La iglesia de Santa María de la Asunción y San Jorge Mártir en Nerola: el corazón sagrado de la Sabina
La iglesia de Santa María de la Asunción y San Jorge Mártir domina el centro histórico de Nerola, un pueblo de la Sabina romana en las laderas de los montes Lucretili. El duque Raimondo Orsini la mandó construir en 1483, bajo el pontificado de Sixto IV. El portal conserva el escudo de la familia: la rosa y las bandas cruzadas, símbolos de un poder que modeló el conjunto del pueblo.

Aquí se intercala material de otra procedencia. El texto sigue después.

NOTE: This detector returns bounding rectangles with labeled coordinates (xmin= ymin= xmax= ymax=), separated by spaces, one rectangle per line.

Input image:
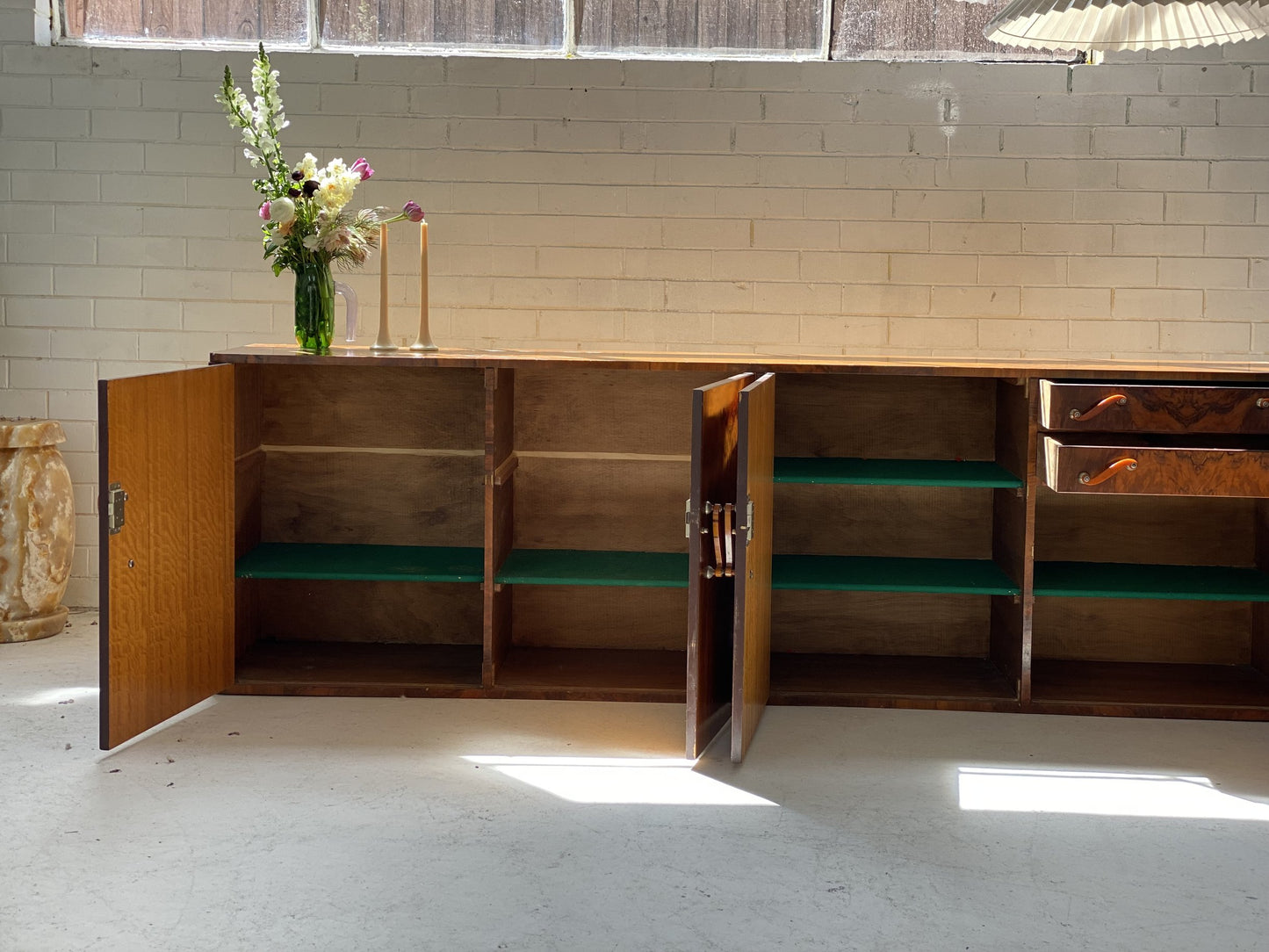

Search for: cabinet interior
xmin=1032 ymin=487 xmax=1269 ymax=707
xmin=772 ymin=374 xmax=1027 ymax=707
xmin=203 ymin=360 xmax=1269 ymax=718
xmin=228 ymin=364 xmax=485 ymax=693
xmin=490 ymin=368 xmax=710 ymax=701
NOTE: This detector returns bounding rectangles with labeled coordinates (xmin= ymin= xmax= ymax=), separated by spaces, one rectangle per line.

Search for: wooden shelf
xmin=774 ymin=456 xmax=1023 ymax=488
xmin=234 ymin=542 xmax=485 ymax=581
xmin=230 ymin=638 xmax=482 ymax=696
xmin=1035 ymin=562 xmax=1269 ymax=602
xmin=1032 ymin=658 xmax=1269 ymax=716
xmin=495 ymin=548 xmax=688 ymax=589
xmin=490 ymin=647 xmax=688 ymax=703
xmin=772 ymin=653 xmax=1018 ymax=710
xmin=772 ymin=555 xmax=1021 ymax=595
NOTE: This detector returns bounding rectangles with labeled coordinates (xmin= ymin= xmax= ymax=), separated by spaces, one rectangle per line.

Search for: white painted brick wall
xmin=0 ymin=33 xmax=1269 ymax=604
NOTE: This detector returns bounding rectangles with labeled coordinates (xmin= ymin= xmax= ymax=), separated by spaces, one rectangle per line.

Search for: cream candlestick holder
xmin=371 ymin=225 xmax=397 ymax=350
xmin=410 ymin=220 xmax=440 ymax=350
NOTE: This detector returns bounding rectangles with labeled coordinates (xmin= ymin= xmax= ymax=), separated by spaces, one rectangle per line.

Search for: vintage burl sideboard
xmin=100 ymin=347 xmax=1269 ymax=759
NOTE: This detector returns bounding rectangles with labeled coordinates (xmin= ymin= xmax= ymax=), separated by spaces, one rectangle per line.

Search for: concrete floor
xmin=0 ymin=615 xmax=1269 ymax=952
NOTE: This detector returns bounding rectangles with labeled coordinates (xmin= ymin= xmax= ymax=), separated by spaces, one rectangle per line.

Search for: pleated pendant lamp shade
xmin=982 ymin=0 xmax=1269 ymax=49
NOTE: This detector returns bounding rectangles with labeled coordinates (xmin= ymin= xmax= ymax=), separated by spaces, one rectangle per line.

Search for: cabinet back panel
xmin=1035 ymin=487 xmax=1255 ymax=566
xmin=1032 ymin=598 xmax=1251 ymax=664
xmin=511 ymin=585 xmax=688 ymax=651
xmin=253 ymin=579 xmax=484 ymax=645
xmin=516 ymin=368 xmax=727 ymax=459
xmin=263 ymin=452 xmax=485 ymax=547
xmin=514 ymin=456 xmax=690 ymax=552
xmin=775 ymin=373 xmax=996 ymax=459
xmin=260 ymin=364 xmax=485 ymax=450
xmin=772 ymin=590 xmax=991 ymax=658
xmin=771 ymin=482 xmax=992 ymax=559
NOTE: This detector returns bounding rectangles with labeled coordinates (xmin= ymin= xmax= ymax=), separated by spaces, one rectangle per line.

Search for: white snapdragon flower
xmin=296 ymin=152 xmax=317 ymax=180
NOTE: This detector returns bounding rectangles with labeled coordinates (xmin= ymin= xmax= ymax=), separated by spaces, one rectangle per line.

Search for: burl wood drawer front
xmin=1044 ymin=436 xmax=1269 ymax=496
xmin=1039 ymin=379 xmax=1269 ymax=433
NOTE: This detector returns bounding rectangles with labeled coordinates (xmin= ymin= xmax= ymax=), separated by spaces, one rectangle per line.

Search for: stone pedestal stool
xmin=0 ymin=419 xmax=75 ymax=644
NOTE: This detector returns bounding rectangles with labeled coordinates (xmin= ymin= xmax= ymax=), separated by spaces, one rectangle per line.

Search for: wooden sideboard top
xmin=211 ymin=344 xmax=1269 ymax=381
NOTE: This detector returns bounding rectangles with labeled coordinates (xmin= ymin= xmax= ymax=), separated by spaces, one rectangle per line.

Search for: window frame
xmin=47 ymin=0 xmax=1087 ymax=65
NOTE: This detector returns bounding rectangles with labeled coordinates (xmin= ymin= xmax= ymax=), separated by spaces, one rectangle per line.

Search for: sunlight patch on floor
xmin=463 ymin=756 xmax=775 ymax=806
xmin=957 ymin=767 xmax=1269 ymax=821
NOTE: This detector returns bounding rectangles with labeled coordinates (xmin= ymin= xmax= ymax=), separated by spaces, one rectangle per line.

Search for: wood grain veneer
xmin=99 ymin=367 xmax=234 ymax=749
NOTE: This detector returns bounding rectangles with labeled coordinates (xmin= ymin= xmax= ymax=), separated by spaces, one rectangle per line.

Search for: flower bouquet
xmin=216 ymin=43 xmax=422 ymax=353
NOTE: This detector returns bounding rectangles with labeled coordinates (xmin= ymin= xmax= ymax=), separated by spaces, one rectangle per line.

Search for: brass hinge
xmin=105 ymin=482 xmax=128 ymax=536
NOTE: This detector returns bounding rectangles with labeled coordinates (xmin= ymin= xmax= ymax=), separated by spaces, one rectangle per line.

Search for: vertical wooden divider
xmin=481 ymin=367 xmax=516 ymax=690
xmin=1251 ymin=499 xmax=1269 ymax=674
xmin=991 ymin=379 xmax=1035 ymax=704
xmin=234 ymin=364 xmax=264 ymax=658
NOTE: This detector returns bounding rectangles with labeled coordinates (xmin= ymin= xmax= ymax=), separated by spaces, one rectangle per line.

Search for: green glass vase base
xmin=294 ymin=263 xmax=335 ymax=354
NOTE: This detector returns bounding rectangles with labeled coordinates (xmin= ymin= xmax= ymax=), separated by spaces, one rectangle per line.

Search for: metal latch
xmin=105 ymin=482 xmax=128 ymax=536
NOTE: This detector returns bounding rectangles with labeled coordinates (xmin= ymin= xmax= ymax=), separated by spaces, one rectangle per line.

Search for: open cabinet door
xmin=687 ymin=373 xmax=753 ymax=758
xmin=97 ymin=364 xmax=234 ymax=750
xmin=731 ymin=373 xmax=775 ymax=764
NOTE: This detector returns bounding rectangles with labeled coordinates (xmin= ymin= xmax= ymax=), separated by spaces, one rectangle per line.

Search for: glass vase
xmin=296 ymin=262 xmax=335 ymax=354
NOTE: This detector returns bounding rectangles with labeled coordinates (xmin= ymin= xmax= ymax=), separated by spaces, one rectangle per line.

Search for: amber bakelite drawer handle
xmin=1071 ymin=393 xmax=1128 ymax=420
xmin=1080 ymin=457 xmax=1137 ymax=487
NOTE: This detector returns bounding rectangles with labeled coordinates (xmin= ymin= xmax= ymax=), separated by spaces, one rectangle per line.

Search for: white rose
xmin=269 ymin=198 xmax=296 ymax=225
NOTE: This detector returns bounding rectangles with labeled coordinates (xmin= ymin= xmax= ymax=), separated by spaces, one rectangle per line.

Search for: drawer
xmin=1043 ymin=436 xmax=1269 ymax=496
xmin=1039 ymin=379 xmax=1269 ymax=433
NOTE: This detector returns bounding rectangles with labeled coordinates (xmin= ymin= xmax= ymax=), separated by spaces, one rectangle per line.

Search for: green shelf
xmin=775 ymin=456 xmax=1023 ymax=488
xmin=1035 ymin=562 xmax=1269 ymax=602
xmin=772 ymin=555 xmax=1021 ymax=595
xmin=494 ymin=548 xmax=688 ymax=589
xmin=234 ymin=542 xmax=485 ymax=581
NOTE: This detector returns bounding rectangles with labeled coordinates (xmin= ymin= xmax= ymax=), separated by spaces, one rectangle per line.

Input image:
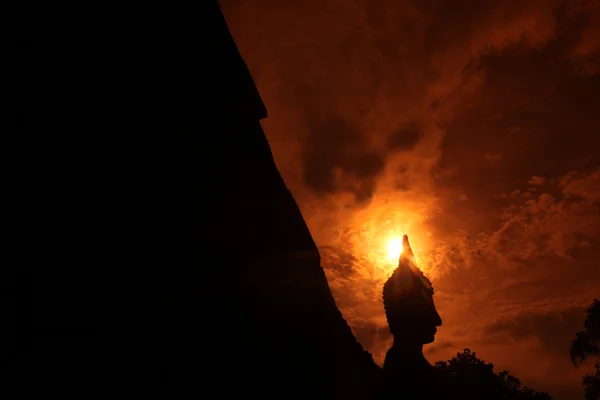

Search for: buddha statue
xmin=383 ymin=235 xmax=442 ymax=398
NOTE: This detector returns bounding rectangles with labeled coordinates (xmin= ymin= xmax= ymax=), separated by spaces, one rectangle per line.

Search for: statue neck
xmin=392 ymin=340 xmax=425 ymax=358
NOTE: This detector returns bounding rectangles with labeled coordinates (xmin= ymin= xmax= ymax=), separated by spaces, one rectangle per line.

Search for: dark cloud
xmin=302 ymin=116 xmax=385 ymax=202
xmin=388 ymin=121 xmax=423 ymax=150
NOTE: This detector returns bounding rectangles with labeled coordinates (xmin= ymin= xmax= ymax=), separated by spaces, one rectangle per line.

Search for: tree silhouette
xmin=435 ymin=349 xmax=552 ymax=400
xmin=571 ymin=299 xmax=600 ymax=400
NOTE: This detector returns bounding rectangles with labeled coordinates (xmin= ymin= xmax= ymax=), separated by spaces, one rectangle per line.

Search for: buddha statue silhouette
xmin=383 ymin=235 xmax=442 ymax=398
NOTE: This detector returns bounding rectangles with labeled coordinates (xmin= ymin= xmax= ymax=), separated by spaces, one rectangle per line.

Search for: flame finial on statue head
xmin=383 ymin=235 xmax=441 ymax=343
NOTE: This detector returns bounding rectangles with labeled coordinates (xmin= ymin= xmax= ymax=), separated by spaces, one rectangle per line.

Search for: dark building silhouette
xmin=383 ymin=235 xmax=442 ymax=398
xmin=23 ymin=1 xmax=381 ymax=399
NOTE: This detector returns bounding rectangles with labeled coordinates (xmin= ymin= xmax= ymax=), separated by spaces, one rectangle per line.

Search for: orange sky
xmin=221 ymin=0 xmax=600 ymax=399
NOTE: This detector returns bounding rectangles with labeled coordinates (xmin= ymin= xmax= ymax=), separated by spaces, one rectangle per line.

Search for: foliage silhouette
xmin=435 ymin=349 xmax=552 ymax=400
xmin=571 ymin=299 xmax=600 ymax=400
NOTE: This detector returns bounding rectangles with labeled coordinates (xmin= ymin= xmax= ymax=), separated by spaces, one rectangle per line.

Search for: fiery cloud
xmin=221 ymin=0 xmax=600 ymax=398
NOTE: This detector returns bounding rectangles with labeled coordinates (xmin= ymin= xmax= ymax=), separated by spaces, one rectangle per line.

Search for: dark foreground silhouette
xmin=17 ymin=1 xmax=552 ymax=399
xmin=23 ymin=1 xmax=381 ymax=399
xmin=571 ymin=299 xmax=600 ymax=400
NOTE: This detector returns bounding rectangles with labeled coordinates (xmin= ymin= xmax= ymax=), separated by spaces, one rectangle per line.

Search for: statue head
xmin=383 ymin=235 xmax=442 ymax=346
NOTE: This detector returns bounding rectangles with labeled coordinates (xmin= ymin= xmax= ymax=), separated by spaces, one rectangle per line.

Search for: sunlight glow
xmin=387 ymin=238 xmax=402 ymax=264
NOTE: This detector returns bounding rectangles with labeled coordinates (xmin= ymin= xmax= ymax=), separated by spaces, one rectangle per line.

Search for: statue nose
xmin=435 ymin=310 xmax=442 ymax=326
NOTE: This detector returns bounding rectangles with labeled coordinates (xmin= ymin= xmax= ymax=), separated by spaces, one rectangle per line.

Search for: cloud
xmin=221 ymin=0 xmax=600 ymax=396
xmin=527 ymin=176 xmax=546 ymax=186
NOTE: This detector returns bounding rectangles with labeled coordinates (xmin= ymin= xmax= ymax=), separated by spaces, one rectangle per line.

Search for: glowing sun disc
xmin=388 ymin=238 xmax=402 ymax=263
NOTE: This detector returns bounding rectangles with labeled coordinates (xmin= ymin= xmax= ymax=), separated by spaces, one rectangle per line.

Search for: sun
xmin=387 ymin=238 xmax=402 ymax=264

Una iglesia destruida y renacida
La historia de la iglesia está marcada por una ruptura dramática. El terremoto de 1915 —el mismo que devastó Avezzano— la arrasó por completo. El edificio actual data de 1924: una reconstrucción que mantuvo la planta de tres naves con ábside semicircular y techo a dos aguas en la nave central. En su interior se venera la imagen de la Virgen de la Asunción, custodiada en el antiguo altar adosado a la pared. El campanario es más antiguo: data de 1670 y resistió al terremoto, por lo que se considera el único elemento superviviente de la estructura del siglo XVII.
El pueblo y su patrón
San Jorge es el patrón de Nerola. El 23 de abril se celebra la carrera hípica de San Jorge (Palio di San Giorgio), una fiesta que anima las estrechas calles del pueblo agrupado en torno al castillo Orsini. Por aquí discurre el Camino de San Francisco, que une el Valle Santo de Rieti con Roma. A pocos pasos de la iglesia, la fuente del siglo XIX de la piazza Municipio y el antiguo Hospicio de Peregrinos —actualmente un hospital— testimonian una vocación hospitalaria que perdura desde hace siglos.